Kontrolle über alles
Ikkimel tritt mit der Selbstverständlichkeit auf, über all das die Kontrolle zu haben. Ihr im Februar erschienenes Debütalbum heisst schlicht und einfach: «Fotze». Schon die britische Feministin Laurie Penny plädierte dafür, dass Frauen den Begriff «cunt» zurückerobern sollen. Bereits 2006 deutete eine deutsche Rapperin einen sexistischen Lieblingsbegriff des Hip-Hop um und setzte ihn gleich in die Mitte ihres Namens: Lady Bitch Ray. Und 2017 rappte das Berliner Duo SXTN: «Die Fotzen sind wieder da» (siehe WOZ Nr. 43/17). Ikkimel ist also nicht die Erste, aber so konsequent und dreist wie sie tat es wohl keine.

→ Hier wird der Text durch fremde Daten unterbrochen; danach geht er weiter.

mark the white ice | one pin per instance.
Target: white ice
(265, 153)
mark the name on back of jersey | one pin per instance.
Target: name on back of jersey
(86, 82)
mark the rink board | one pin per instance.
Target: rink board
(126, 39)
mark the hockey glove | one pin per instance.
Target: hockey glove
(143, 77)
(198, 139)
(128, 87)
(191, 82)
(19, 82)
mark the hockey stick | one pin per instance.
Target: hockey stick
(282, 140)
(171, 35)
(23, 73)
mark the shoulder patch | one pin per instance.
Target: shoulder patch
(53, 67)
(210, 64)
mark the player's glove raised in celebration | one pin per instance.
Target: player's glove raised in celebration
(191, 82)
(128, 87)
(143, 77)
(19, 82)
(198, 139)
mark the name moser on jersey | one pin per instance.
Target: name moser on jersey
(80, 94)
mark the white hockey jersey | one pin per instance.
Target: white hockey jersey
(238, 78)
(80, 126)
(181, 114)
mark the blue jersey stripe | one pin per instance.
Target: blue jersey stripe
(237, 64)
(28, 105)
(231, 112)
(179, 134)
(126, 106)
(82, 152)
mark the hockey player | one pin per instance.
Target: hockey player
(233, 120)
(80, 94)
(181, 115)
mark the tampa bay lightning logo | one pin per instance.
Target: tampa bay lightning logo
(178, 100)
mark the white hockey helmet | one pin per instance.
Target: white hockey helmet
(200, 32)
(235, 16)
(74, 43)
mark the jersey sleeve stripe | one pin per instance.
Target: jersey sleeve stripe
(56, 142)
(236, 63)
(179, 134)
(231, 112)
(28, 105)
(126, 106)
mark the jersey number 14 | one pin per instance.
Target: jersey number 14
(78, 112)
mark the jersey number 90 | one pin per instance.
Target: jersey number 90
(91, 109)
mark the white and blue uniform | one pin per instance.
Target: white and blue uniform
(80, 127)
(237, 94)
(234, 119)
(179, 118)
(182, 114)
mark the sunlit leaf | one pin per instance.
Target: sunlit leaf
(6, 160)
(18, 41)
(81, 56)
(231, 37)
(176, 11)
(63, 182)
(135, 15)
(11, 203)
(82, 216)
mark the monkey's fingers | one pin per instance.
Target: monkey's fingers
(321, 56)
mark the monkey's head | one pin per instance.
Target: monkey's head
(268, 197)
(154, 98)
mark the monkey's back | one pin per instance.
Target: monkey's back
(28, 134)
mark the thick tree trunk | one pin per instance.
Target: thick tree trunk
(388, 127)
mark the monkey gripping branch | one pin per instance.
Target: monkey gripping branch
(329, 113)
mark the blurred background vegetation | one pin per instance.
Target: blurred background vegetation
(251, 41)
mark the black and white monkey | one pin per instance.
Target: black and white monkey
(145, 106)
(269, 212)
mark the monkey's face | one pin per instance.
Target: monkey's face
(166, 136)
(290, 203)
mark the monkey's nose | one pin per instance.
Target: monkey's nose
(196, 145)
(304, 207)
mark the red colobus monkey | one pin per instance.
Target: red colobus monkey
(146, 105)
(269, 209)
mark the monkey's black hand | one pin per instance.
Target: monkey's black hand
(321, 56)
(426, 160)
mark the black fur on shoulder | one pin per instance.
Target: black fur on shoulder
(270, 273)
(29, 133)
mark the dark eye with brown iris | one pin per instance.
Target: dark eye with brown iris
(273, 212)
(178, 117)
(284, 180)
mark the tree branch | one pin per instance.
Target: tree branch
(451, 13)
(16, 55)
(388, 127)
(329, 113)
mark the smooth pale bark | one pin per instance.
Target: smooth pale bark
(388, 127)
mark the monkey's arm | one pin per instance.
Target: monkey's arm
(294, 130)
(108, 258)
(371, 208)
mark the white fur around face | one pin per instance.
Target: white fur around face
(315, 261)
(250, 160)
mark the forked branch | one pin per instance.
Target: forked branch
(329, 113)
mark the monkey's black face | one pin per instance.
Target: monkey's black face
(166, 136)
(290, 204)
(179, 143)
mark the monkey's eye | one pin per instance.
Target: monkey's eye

Ist das jetzt noch feministisch oder schon sexistischer Trash? Tatsächlich ist diese Frage nie weit, wenn es um Ikkimel geht. In ihrem Song «Jetzt erst recht» macht die Rapperin klar, dass sie selber wenig Lust hat, sich mit der Feminismusfrage herumzuschlagen: «Auf einmal tun die kleinen Pisser so, als wär’s ihn’n wichtig (ihr Fotzen!)». In einem Interview erklärte sie, sie habe keinen Bock darauf, «das Sprachrohr der Nation zu werden».
Das ist völlig verständlich. Denn auch wenn man bei Ikkimel vieles als platte Provokation sehen kann, so sagt die Empörung doch viel darüber aus, wie prüde eine Gesellschaft noch immer sein muss, wenn sie das nicht erträgt. Und wenn immer wieder gefragt wird: «Darf man das?», ist mit «man» wohl eher «Frau» gemeint. Männer, die sexuell explizite Texte schreiben oder Drogen verherrlichen, müssen sich solche Fragen weit seltener gefallen lassen. Wenn sich eine Rapperin dann Machosprache aneignet, um sich in der männerdominierten Szene zu behaupten, wird daraus oft vorschnell ein politischer Akt gemacht.
Bei aller Selbstbestimmung bleibt am Schluss eigentlich nur noch die Frage, wie toll man das denn findet, wenn Männer bei Ikkimels Konzerten im Publikum stehen und sich eingeladen fühlen, lauthals «Fotze» mitzuschreien.
Live am Openair Frauenfeld am Donnerstag, 10. Juli 2025, 20.30 Uhr.